Protocol for a randomised controlled trial to compare postoperative complications between minimally invasive and open DIStal PAnCreaTectomy (DISPACT-2 trial)

Affiliations

Protocol for a randomised controlled trial to compare postoperative complications between minimally invasive and open DIStal PAnCreaTectomy (DISPACT-2 trial)

Pascal Probst et al. BMJ Open. .

Abstract

Introduction: In recent years, minimally invasive distal pancreatectomy (MIDP) has been used with increasing frequency to accelerate patient recovery. Distal pancreatectomy has an overall morbidity rate of 30%-40%. The known advantages of minimally invasive techniques must be rigorously compared with those of open surgery before they can be completely implemented into clinical practice.

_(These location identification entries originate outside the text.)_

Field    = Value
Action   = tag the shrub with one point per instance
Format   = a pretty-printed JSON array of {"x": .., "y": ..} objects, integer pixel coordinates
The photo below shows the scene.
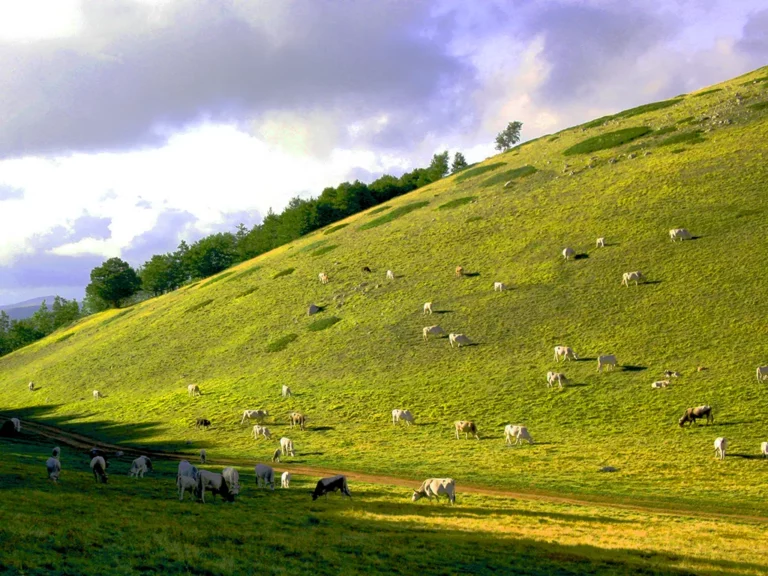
[
  {"x": 338, "y": 227},
  {"x": 323, "y": 323},
  {"x": 281, "y": 343},
  {"x": 325, "y": 250},
  {"x": 198, "y": 306},
  {"x": 508, "y": 175},
  {"x": 285, "y": 272},
  {"x": 396, "y": 213},
  {"x": 607, "y": 140},
  {"x": 692, "y": 137},
  {"x": 457, "y": 202},
  {"x": 472, "y": 172}
]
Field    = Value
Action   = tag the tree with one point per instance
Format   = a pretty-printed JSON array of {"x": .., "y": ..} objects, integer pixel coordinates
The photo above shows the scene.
[
  {"x": 459, "y": 163},
  {"x": 113, "y": 282},
  {"x": 509, "y": 136}
]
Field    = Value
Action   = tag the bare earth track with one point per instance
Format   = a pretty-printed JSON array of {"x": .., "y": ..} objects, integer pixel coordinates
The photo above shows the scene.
[{"x": 81, "y": 442}]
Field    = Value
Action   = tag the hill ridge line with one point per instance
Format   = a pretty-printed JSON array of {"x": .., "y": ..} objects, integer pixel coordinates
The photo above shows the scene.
[{"x": 80, "y": 441}]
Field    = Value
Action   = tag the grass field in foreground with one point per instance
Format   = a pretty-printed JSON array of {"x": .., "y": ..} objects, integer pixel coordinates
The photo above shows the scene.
[
  {"x": 138, "y": 525},
  {"x": 241, "y": 339}
]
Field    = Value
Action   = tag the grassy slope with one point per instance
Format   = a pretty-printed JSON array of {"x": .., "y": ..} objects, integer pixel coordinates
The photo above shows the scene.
[
  {"x": 140, "y": 527},
  {"x": 703, "y": 307}
]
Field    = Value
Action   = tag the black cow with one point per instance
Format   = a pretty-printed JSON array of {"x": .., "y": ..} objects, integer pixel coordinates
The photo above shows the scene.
[{"x": 332, "y": 484}]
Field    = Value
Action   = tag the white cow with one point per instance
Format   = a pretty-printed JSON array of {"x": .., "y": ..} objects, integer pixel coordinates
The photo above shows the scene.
[
  {"x": 459, "y": 339},
  {"x": 607, "y": 360},
  {"x": 519, "y": 433},
  {"x": 404, "y": 415},
  {"x": 679, "y": 233},
  {"x": 565, "y": 352},
  {"x": 558, "y": 377},
  {"x": 720, "y": 445},
  {"x": 628, "y": 277},
  {"x": 436, "y": 487},
  {"x": 232, "y": 478},
  {"x": 265, "y": 475},
  {"x": 258, "y": 415},
  {"x": 259, "y": 430},
  {"x": 434, "y": 330},
  {"x": 286, "y": 446},
  {"x": 186, "y": 478}
]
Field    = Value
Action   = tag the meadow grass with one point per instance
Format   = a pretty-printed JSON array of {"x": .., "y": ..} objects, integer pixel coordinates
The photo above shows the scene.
[{"x": 701, "y": 308}]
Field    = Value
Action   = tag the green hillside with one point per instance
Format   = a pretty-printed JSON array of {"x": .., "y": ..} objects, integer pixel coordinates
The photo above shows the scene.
[{"x": 697, "y": 161}]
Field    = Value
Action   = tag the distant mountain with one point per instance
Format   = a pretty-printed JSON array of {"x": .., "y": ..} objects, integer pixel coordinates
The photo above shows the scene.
[{"x": 25, "y": 309}]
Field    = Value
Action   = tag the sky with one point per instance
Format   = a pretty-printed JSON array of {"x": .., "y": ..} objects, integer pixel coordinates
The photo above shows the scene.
[{"x": 129, "y": 125}]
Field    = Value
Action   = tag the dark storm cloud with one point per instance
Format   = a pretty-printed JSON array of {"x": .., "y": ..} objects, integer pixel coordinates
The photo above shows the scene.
[{"x": 125, "y": 82}]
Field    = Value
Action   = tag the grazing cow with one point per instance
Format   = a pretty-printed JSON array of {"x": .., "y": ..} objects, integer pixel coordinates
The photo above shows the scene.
[
  {"x": 607, "y": 360},
  {"x": 286, "y": 446},
  {"x": 140, "y": 466},
  {"x": 635, "y": 277},
  {"x": 99, "y": 469},
  {"x": 332, "y": 484},
  {"x": 435, "y": 487},
  {"x": 297, "y": 419},
  {"x": 459, "y": 339},
  {"x": 565, "y": 352},
  {"x": 679, "y": 233},
  {"x": 404, "y": 415},
  {"x": 720, "y": 445},
  {"x": 259, "y": 430},
  {"x": 258, "y": 415},
  {"x": 434, "y": 330},
  {"x": 265, "y": 475},
  {"x": 467, "y": 427},
  {"x": 215, "y": 484},
  {"x": 232, "y": 478},
  {"x": 519, "y": 433},
  {"x": 53, "y": 466},
  {"x": 186, "y": 478},
  {"x": 558, "y": 377},
  {"x": 692, "y": 414}
]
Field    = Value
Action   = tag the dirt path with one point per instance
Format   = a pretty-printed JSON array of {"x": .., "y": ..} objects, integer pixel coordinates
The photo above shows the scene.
[{"x": 85, "y": 443}]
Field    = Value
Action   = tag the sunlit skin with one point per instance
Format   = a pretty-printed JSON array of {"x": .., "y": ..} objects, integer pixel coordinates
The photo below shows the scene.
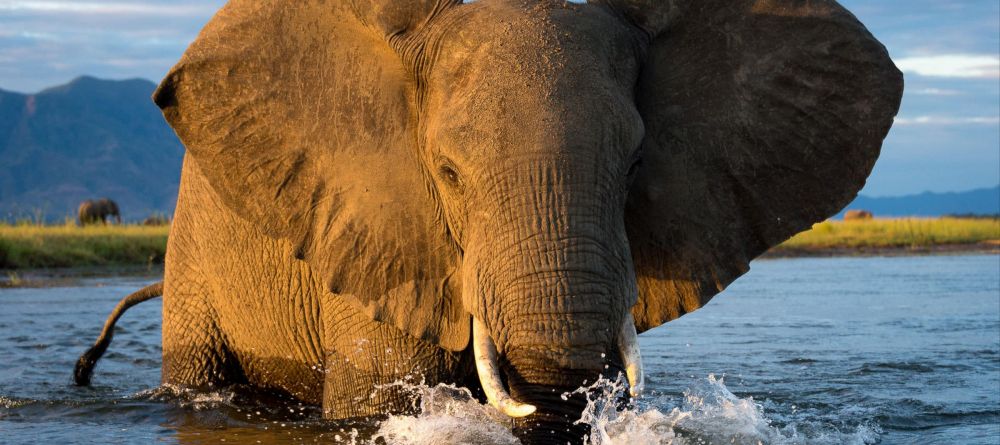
[{"x": 498, "y": 194}]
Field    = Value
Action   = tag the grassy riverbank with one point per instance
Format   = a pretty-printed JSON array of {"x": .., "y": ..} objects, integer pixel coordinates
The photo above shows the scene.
[
  {"x": 25, "y": 246},
  {"x": 29, "y": 246},
  {"x": 894, "y": 235}
]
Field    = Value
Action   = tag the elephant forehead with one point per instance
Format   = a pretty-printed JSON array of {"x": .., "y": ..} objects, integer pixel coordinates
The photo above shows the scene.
[{"x": 510, "y": 75}]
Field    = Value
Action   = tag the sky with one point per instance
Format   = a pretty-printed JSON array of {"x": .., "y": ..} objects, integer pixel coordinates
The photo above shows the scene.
[{"x": 946, "y": 137}]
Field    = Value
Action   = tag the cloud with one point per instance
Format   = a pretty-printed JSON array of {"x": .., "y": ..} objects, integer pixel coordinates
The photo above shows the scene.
[
  {"x": 947, "y": 120},
  {"x": 952, "y": 65},
  {"x": 935, "y": 92},
  {"x": 105, "y": 8}
]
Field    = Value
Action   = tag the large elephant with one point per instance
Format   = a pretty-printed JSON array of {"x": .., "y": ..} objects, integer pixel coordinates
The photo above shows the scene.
[
  {"x": 498, "y": 194},
  {"x": 94, "y": 211}
]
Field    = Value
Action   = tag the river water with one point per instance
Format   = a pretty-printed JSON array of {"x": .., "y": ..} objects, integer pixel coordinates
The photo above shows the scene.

Methods and analysis: DISPACT-2 is a multicentre randomised controlled trial comparing minimally invasive (conventional laparoscopic or robotic assisted) with open distal pancreatic resection in patients undergoing elective surgery for benign as well as malign diseases of the pancreatic body and tail. After screening for eligibility and obtaining informed consent, a total of 294 adult patients will be preoperatively randomised in a 1:1 ratio. The primary hypothesis is that MIDP is non-inferior to open distal pancreatectomy in terms of postoperative mortality and morbidity expressed as the Comprehensive Complication Index (CCI) within 3 months after index operation, with a non-inferiority margin of 7.5 CCI points. Secondary endpoints include pancreas-specific complications, oncological safety and patient reported outcomes. Follow-up for each individual patient will be 2 years.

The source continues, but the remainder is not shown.